The Hard Life of a Souvenir

I’m not the most faithless person I’ve ever met, but I’m not the most faithful either. This is one of the thoughts that came to me as I tidied the house in anticipation of my mother-in-law’s visit. Connected to this thought was the memory of a recent conversation with a friend about a popular house-cleaning book that advises readers to dispense with everything in their home they do not love.

Said my friend: “The author gave away her hammer because it was no longer bringing her joy.” I recall thinking that seemed a little shortsighted.

What gave rise to these thoughts of faith and faithlessness was cleaning out the drawers of the dining room hutch. I doubted my mother-in-law would be peeking into them, but somehow the exercise seemed vitally important. Midway through, I came across a rock. While I’d like to say the discovery of the rock caused me to swoon in memory of some long-ago, soul-inspiring trip to a foreign land, the truth is, while it was an attractive rock, there was nothing distinctive about it, and I have no idea where it came from or why I picked it up.

“This is no longer bringing me joy, so I’ll just throw it outside,” I thought.

But I didn’t. Here’s why: Obviously, the rock meant something to me at the time I picked it up. Maybe it was from a many decades-old wintery trip down to the floor of Cloudland Canyon, a souvenir of my first real hike with my husband.

Or maybe it was from our hike with another couple through Torre Pines State Park in La Jolla, Calif., five years ago, and I scooped up the rock in celebration of friendship. Or it could have come from our hike on the Pacific Crest Trail last year, a physical reminder of hardship and accomplishment.

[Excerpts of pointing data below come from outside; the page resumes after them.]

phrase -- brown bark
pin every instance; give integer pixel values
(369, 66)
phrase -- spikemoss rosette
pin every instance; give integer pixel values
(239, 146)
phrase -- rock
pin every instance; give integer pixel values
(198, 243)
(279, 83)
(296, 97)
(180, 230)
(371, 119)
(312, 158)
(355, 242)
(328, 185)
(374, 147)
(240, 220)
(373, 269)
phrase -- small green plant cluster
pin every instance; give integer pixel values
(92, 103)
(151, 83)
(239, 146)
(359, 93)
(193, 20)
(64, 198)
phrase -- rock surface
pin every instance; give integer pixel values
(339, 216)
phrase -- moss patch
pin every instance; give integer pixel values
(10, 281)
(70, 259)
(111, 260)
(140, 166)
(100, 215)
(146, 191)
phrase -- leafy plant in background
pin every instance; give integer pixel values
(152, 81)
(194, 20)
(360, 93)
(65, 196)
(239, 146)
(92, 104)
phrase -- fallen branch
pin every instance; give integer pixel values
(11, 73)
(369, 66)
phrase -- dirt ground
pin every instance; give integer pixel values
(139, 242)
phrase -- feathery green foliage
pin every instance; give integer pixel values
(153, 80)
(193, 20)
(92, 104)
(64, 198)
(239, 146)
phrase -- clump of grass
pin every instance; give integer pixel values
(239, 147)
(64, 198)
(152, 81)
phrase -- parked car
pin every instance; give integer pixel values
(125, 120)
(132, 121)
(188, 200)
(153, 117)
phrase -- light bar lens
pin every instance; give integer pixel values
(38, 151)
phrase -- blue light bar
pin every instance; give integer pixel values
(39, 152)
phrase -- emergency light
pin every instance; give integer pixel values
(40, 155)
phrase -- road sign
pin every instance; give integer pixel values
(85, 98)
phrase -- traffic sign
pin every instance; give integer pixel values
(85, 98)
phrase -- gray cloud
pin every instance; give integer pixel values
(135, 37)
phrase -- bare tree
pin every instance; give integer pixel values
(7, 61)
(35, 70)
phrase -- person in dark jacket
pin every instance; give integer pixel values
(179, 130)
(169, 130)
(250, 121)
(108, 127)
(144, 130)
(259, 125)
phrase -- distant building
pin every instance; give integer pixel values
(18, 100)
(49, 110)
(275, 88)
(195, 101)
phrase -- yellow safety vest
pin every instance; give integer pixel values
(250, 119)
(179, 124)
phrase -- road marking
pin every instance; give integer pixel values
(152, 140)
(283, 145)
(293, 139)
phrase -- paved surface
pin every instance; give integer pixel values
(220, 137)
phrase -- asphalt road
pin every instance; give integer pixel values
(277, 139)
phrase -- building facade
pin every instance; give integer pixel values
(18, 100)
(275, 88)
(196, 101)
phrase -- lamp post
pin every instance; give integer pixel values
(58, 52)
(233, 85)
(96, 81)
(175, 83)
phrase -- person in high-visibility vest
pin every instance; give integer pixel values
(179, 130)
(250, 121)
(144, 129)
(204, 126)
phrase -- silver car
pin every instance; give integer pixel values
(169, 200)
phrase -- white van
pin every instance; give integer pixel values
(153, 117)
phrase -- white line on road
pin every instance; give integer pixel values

The rock could have been from any of a number of wilderness stops my husband and I made across the country when we were in our late twenties, bunking in the back of a pickup truck and collecting mementos of a trip I told myself I would always remember (but barely do).

 

While I have no clue as to the rock’s origins or raison d’etre, one thing I do know: Wherever the rock is from, whatever it was meant to signify, it was important, and you don’t just throw a thing like that away.

As a result, it’s sitting on my dining room table, annoying the hell out of me. What’s obvious to me now — now that the hutch drawers are cleaned out, my mother-in-law is gone, and I’ve had time to think about this — is that the rock is no longer a rock but a philosophical conundrum.

Since I don’t remember where the rock came from, why it was important to own it or what it signified, I have to wonder: Does it still have meaning? Is it possible for what is now an anonymous rock — with no more backstory than any of the millions of random rocks currently lounging around my yard — to still be imbued with the gravity of significance or to in any way enrich my life? (For the record, the rock, even when it still had backstory, was not exactly blowing my mind every few days.)

Which brings me to my other question: If I truly believed this rock were still imbued with the gravity of significance, despite my inability to remember how or why I came to possess it, what exactly should my expectations be of it?

As an artifact of an earlier self who gazed upon it and deemed it necessary to own, I’m thinking maybe it should afford me some sort of magical connection to my younger self, though I’m not sure how that would manifest. The fact is, while I’ve owned it for some time now, I do not feel magically connected to my younger self. I suppose I could be overlooking the signs of connection. Either that or it’s possible the rock is “broken.”

Then again, maybe the rock is simply a stand-in for activities gone by, an icon of sorts, a reminder that, at some point in my near or distant past, I went outside and did something that, for some reason long forgotten, I believed merited a memento. And maybe that is reason enough for a rock to take up space in a life.

So back into the drawer it will go, along with its silent story, beneath the ping-pong paddles and the playing cards, to do whatever mementos do when not in service to fragile memory. In a few years’ time I expect I will find and puzzle over it yet again, recalling all it might represent before making the same decision. I’m not sure this qualifies as joy, but I’m also not sure it doesn’t.